What Makes Good Examples for Visual In-Context Learning?
This addresses a key bottleneck for improving in-context learning in computer vision, offering practical methods for researchers and practitioners, though it is incremental as it builds on existing concepts from NLP.
The paper tackles the problem of selecting effective in-context examples for visual in-context learning in large vision models, finding that performance is highly sensitive to example choice, and proposes unsupervised and supervised prompt retrieval methods that achieve non-trivial improvements over random selection.

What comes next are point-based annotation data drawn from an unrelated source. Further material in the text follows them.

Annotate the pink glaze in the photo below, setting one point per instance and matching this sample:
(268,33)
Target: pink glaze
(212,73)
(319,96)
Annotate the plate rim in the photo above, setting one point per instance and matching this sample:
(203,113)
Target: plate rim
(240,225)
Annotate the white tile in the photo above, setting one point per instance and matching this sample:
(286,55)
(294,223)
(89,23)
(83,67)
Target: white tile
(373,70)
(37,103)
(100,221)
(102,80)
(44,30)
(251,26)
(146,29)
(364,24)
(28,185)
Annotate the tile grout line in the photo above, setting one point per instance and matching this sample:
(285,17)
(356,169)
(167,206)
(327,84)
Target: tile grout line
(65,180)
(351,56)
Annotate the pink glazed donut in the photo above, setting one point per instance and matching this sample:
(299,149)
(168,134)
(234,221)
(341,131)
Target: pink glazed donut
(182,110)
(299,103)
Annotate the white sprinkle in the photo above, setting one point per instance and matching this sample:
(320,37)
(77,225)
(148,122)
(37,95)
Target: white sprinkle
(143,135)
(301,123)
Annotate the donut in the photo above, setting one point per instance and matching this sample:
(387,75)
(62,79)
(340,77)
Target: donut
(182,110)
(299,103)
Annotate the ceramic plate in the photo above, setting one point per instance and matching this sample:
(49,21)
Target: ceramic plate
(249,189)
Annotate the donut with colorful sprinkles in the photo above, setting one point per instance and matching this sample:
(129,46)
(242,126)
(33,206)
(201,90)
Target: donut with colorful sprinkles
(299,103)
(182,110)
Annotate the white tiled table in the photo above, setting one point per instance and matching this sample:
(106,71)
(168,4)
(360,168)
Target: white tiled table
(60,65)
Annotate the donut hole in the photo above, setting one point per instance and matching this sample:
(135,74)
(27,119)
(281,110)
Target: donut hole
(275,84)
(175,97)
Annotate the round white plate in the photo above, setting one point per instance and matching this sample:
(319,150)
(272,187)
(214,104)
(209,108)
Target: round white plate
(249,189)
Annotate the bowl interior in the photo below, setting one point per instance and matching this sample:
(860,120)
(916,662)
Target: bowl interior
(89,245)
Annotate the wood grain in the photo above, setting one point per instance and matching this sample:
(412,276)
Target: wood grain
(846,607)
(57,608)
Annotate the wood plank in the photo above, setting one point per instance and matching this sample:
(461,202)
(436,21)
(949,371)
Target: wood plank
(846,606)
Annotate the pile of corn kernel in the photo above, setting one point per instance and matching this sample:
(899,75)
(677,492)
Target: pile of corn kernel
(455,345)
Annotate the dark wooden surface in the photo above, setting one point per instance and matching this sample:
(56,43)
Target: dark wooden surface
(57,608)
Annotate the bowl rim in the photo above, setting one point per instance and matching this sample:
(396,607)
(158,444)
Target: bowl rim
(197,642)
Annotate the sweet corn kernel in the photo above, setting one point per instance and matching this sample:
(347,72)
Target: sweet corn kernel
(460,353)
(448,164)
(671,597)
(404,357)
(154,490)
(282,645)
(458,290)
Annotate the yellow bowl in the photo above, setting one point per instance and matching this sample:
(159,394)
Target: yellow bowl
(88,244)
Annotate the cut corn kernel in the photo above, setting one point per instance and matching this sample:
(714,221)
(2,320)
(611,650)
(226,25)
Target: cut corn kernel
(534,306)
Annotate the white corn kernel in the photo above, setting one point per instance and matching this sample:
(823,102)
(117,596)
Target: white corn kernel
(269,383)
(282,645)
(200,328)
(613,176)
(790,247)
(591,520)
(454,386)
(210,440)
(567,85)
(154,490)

Large-scale models trained on broad data have recently become the mainstream architecture in computer vision due to their strong generalization performance. In this paper, the main focus is on an emergent ability in large vision models, known as in-context learning, which allows inference on unseen tasks by conditioning on in-context examples (a.k.a.~prompt) without updating the model parameters. This concept has been well-known in natural language processing but has only been studied very recently for large vision models. We for the first time provide a comprehensive investigation on the impact of in-context examples in computer vision, and find that the performance is highly sensitive to the choice of in-context examples. To overcome the problem, we propose a prompt retrieval framework to automate the selection of in-context examples. Specifically, we present (1) an unsupervised prompt retrieval method based on nearest example search using an off-the-shelf model, and (2) a supervised prompt retrieval method, which trains a neural network to choose examples that directly maximize in-context learning performance. The results demonstrate that our methods can bring non-trivial improvements to visual in-context learning in comparison to the commonly-used random selection.